ウェブスターの眉間の皺は深まる一方だった。切れ者の警部として鳴らしたこの自分が、上司に鉄拳をお見舞いしたばかりに、降格のうえ、役立たずのぼんくら親爺、ジャック・フロストのお守り役を押しつけられる羽目となった。だが、肌寒い秋の季節、連続婦女暴行魔は悪行の限りを尽くし、市内の公衆便所では浮浪者の死体が小便のなかに浮かぶ。ここはひとつ、ロートル警部になりかわって事件解決に邁進しなくては……。皆から無能とそしられながら、名物警部フロストの不眠不休の奮戦は続く。笑いと緊張が堪能できる、まさに得難い個性の第二弾。(粗筋紹介より引用)
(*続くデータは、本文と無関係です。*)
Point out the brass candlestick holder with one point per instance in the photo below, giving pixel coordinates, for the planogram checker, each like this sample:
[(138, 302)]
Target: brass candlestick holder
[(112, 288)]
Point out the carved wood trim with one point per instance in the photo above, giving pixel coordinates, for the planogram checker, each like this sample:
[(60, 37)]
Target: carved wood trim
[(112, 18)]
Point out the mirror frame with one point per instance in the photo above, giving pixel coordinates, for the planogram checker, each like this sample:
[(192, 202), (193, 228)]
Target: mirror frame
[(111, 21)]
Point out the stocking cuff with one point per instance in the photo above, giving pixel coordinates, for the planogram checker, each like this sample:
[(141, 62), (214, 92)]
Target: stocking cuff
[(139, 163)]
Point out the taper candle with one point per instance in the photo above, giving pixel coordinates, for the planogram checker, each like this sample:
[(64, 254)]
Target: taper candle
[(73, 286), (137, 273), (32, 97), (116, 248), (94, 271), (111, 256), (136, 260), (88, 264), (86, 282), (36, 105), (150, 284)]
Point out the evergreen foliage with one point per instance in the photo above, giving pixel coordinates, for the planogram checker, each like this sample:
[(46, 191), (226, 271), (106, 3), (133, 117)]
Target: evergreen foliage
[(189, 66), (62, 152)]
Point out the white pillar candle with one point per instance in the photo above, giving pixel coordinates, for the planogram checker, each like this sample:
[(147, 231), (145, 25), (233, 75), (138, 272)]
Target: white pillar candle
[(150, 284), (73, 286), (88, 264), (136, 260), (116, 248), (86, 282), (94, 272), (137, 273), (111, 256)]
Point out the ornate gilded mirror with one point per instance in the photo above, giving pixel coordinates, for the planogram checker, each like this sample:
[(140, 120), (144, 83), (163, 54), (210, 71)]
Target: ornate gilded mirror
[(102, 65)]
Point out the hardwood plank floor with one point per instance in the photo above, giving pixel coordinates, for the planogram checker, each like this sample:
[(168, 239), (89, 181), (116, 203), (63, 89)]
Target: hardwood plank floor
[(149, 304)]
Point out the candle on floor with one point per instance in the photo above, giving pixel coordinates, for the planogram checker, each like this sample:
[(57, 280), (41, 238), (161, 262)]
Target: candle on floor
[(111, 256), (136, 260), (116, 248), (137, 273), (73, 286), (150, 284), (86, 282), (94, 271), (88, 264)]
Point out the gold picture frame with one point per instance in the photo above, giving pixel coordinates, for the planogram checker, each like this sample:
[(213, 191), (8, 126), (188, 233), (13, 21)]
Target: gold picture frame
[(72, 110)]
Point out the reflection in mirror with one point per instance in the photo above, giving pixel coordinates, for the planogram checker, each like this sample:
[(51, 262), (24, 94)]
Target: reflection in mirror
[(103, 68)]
1987年イギリスで刊行、1994年翻訳。『クリスマスのフロスト』に続くシリーズ第二作。



毎度のごとく、新刊で買って今頃読む。前作は文春でランキングに入ったから読んで面白かったと叫んでいたわりに、何で今まで読まなかったんだろう。

前作に続くモジュラー型の警察小説。様々な事件が並行して進行し、それが意外なところでからみあうところが腕の見せ所。鼻つまみ者のフロスト警部に振り回されつつ、気がついたら事件が解決しているのも同じパターン。ただそれだけだと他の警察小説と変わらないが、本作の見所はやっぱり主人公であるフロスト警部のキャラクター。登場人物だけではなくて、読者も振り回されながら事件解決まで楽しみながら読めばいい作品。余計な感想は不要だよね、きっと。

次作も新刊で買っているんだよね。厚いから手を出す気力が湧いてこないんだけど。